In 1591, Anne Hutchinson was born in Alford, Lincolnshire, England to her parents Bridget Dryden and Francis Marbury. Growing up, she was well educated at home and developed a strong interest in theology due to the influence of her father who was an Anglican deacon. When Anne grew older, she married William Hutchinson. The couple began to follow a Puritan preacher named John Cotton, and when he decided to move in 1633, the Hutchinson family followed along a year later to the Massachusetts Bay Colony. When Anne arrived, her family joined Cotton's Boston Church. In the new world, Anne was a midwife, meaning she gave assistance to women during pregnancy. Anne was perfect for the job because of her attentiveness and because she had 13 children. While doing her job, she expressed her religious beliefs and began to attract audiences to hear her philosophies. At her meetings, she would discuss Cotton's sermons and explain her interpretation, but some found her unorthodox. In 1936, Hutchinson's brother-in-law, John Wheelwright, moved to Boston and became an ally of Anne.
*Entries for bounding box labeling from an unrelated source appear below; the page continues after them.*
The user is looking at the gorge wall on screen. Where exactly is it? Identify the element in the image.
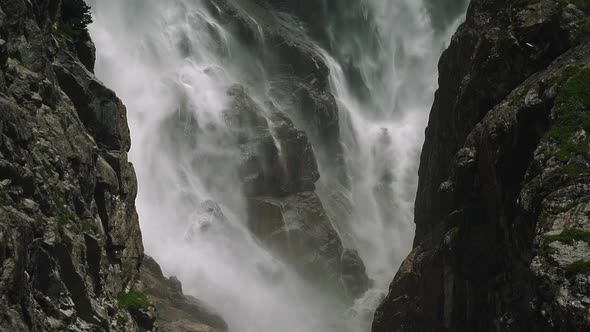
[0,0,226,331]
[372,0,590,332]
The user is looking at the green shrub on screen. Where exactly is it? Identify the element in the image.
[117,289,151,311]
[58,0,92,37]
[545,228,590,245]
[547,67,590,162]
[565,260,590,276]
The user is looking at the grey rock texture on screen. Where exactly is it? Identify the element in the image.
[372,0,590,332]
[209,0,369,301]
[136,256,228,332]
[0,0,224,331]
[249,192,369,300]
Anne believed in the philosophy of antinomianism which means if you were God's elect then moral law did not apply, allowing one to engage in immoral acts. Because of this controversy, a SYNOD was held to investigate Cotton Hutchinson, and Wheelwright. Anne and her brother-in-law were banished and she fled to Aquidneck in Narragansett Bay. Anne and her family later moved to New York, but they were killed in an Indian raid in 1643.